You could almost hear the air rush out of the building when Greene nailed the winning basket. I wasn't there when the Hindenberg hit those power lines, but you can't go from elation to deflation any quicker than the Mack did Saturday night.
And so, as the Rebels get ready for another sockhop -- an NIT game against Hawaii here Wednesday night -- the Rams will trade in their Cinderella slippers for dancing shoes.
On the night before Colorado State learned it would be matched against mighty Duke in a West regional that is more loaded than Foster Brooks, Greene said the perfect way to conclude this most improbable of seasons would be a victory or two in the Big Dance they have somehow managed to crash.
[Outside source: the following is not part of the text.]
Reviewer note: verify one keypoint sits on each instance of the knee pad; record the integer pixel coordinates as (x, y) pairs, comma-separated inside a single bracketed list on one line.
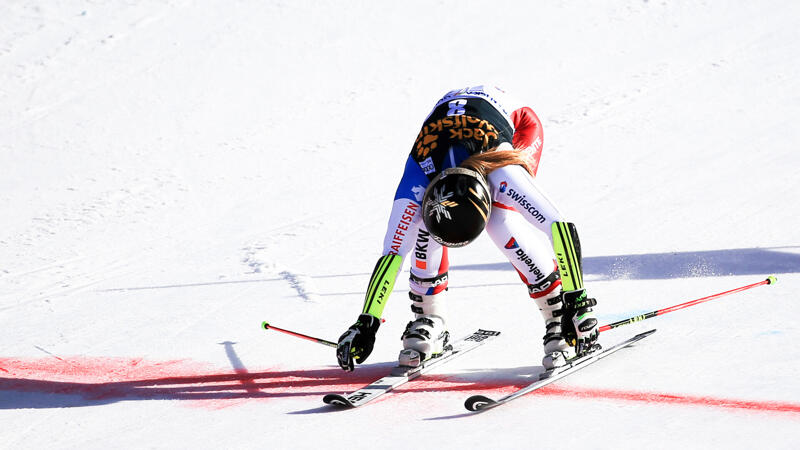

If that happens, it could be the biggest news to hit Fort Collins since the first locomotive chugged down Mason Street in 1877, opening the town to farm and livestock trade.
"Last year, you saw Southern Illinois -- a team we beat, I might add -- go all the way to the Sweet 16," Greene said about the Rams' goal from here. "We just want to go and play our hearts out."
Sunday on ESPN, Digger Phelps helped Greene end the Silence of the Rams.
"This is a hard-nosed team," he said, trying to educate those outside the Mountain time zone. "You're gonna love Matt Nelson. You're gonna love Brian Greene."
I've got news for Digger. Anybody who was at the Thomas & Mack this weekend and can look at the game objectively already does.